Congratulations to everyone reading this on living to see an era wherein sober super-serious people called "thought leaders" expect me to have an earnest debate on whether it is ok to discriminate against bigots.
Y'know, when you call someone a Nazi, it pretty much just ends the conversation. And then where will you be? Not talking to Nazis, is where. Having shattered your lifelong dream of having a pleasant conversation with Nazis. Who even wants to imagine that kind of hell.

@GrimmReality

My grandfather was a POW in Germany during WWII.

He spoke of being slave labour on the farms, so hungry they pulled huge purple onions from the dirt, and ate them raw, tears streaming down their faces. Hiding their "theft" from the guards.

He spoke of the time a cat wandered into their camp full of hungry men.

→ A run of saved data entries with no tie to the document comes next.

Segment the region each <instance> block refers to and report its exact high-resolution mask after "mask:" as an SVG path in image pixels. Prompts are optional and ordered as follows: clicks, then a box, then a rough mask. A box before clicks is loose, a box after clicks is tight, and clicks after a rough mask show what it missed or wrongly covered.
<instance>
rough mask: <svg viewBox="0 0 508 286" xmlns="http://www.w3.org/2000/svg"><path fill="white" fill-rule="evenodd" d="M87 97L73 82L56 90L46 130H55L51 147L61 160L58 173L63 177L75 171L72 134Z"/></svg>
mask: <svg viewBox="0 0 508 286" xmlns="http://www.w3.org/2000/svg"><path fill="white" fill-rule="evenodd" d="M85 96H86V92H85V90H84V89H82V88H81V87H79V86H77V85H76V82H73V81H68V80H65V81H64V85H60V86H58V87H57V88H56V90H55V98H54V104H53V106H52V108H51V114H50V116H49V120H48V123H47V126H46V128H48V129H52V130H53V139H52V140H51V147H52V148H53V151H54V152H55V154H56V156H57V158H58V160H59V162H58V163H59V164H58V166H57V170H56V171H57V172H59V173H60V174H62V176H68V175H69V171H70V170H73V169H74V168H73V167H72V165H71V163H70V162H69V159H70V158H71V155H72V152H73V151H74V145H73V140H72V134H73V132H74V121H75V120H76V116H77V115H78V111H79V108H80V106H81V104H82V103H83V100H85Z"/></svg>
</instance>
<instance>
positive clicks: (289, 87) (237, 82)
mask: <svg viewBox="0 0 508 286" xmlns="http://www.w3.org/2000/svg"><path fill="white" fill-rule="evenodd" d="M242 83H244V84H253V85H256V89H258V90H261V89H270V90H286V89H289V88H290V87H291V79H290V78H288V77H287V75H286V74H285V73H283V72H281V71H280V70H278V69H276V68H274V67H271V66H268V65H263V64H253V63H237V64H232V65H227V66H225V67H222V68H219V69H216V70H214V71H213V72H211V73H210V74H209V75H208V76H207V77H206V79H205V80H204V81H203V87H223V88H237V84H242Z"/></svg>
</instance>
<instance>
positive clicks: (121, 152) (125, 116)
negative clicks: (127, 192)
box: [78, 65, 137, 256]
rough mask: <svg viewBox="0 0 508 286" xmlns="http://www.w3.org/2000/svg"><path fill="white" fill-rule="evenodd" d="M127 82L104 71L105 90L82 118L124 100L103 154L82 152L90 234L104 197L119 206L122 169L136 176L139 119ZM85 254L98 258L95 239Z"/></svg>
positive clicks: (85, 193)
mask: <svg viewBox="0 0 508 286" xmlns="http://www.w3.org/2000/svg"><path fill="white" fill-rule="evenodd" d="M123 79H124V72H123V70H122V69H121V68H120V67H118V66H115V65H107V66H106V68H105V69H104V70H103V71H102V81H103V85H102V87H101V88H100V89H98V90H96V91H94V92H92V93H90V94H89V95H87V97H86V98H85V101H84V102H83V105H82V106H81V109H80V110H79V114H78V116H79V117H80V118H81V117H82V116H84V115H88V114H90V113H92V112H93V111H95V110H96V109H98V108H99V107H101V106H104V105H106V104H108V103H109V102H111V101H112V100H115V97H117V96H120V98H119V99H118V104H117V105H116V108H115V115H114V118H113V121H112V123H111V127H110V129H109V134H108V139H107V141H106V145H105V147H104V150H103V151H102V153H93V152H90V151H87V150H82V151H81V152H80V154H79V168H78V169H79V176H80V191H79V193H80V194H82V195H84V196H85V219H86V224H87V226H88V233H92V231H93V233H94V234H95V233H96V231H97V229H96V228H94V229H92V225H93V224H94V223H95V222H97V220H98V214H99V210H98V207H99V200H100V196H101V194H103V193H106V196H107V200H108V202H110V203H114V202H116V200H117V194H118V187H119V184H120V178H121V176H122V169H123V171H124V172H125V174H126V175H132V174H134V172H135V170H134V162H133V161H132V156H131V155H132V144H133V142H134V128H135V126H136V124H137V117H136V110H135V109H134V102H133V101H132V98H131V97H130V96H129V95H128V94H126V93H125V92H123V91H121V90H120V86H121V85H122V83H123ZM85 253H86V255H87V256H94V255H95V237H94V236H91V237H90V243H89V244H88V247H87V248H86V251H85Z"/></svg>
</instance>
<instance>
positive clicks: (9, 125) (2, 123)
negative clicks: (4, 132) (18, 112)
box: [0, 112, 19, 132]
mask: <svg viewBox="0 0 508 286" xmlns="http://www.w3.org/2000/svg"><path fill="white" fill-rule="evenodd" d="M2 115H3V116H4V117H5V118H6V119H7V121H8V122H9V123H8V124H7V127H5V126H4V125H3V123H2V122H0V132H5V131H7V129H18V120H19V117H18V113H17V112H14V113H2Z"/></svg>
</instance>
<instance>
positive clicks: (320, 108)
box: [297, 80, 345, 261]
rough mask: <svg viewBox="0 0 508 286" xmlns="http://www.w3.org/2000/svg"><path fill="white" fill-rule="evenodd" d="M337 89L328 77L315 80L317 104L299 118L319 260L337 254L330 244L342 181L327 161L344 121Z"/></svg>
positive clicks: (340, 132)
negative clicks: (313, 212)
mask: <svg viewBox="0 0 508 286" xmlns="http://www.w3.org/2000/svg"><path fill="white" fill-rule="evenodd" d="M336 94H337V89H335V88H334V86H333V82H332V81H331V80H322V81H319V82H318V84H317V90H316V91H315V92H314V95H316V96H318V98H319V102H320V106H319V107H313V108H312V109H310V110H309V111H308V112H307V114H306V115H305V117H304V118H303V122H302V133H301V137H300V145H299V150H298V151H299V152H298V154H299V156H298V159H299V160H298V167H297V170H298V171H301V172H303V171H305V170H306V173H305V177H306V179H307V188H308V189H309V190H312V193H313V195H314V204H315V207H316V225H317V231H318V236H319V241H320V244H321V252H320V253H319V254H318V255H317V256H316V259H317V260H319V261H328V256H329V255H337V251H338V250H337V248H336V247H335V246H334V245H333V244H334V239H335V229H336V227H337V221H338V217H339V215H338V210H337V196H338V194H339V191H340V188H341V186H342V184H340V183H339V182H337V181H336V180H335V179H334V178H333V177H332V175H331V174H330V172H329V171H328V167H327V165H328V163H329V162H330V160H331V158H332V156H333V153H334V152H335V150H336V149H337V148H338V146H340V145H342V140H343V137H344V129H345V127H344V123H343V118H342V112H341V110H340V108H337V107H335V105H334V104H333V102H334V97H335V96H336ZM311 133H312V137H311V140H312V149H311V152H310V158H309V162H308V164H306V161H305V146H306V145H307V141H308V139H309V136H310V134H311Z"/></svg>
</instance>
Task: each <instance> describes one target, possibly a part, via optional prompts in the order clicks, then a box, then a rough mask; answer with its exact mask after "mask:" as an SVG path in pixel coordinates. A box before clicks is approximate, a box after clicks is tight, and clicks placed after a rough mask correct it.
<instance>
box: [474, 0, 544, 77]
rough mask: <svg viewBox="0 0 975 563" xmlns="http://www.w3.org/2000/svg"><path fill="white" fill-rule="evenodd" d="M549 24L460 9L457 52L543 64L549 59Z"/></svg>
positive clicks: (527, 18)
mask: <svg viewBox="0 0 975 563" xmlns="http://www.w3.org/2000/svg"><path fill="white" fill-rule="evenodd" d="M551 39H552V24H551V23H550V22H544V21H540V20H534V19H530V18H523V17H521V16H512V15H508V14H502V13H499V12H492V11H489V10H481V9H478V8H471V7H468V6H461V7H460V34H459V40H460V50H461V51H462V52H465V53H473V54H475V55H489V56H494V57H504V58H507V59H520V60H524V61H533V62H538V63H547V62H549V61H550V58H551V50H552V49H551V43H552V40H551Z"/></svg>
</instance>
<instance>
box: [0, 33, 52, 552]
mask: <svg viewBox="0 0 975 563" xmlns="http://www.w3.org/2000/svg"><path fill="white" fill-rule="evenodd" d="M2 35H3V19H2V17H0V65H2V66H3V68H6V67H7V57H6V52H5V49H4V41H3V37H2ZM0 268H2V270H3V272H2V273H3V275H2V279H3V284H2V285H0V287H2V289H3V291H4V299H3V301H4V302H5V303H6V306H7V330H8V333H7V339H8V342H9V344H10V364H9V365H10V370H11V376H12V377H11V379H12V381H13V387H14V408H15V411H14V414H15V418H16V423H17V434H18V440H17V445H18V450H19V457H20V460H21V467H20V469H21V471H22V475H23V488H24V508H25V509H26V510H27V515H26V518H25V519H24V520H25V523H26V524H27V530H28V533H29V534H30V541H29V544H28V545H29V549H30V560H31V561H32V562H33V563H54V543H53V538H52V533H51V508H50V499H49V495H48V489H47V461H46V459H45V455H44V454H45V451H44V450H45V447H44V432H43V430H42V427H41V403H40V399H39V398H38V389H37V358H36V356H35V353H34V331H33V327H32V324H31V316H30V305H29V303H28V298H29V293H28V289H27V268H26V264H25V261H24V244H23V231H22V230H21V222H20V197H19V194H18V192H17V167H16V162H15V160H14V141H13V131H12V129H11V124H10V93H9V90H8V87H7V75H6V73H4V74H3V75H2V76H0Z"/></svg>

"You didn't!" cried my grandmother.

"No," he said, his voice breaking, even 30 years later. "By the time it got to me, there was none left."

@GrimmReality

And while they may not have a personal connection like mine, they can read. They know what the Nazis did to Jewish people, disabled people, LGBTQIA people, Roma people.

And they look at something that should only be in the History books, and they say, yes, let's have that happen all over again.

@davidtheeviloverlord @GrimmReality My grandparents were in a similar situation. My grandmother told me that once the only thing they had to eat was bread they made from burnt flour. Flour that had been in a warehouse that caught fire. That was all they could get from the Nazis.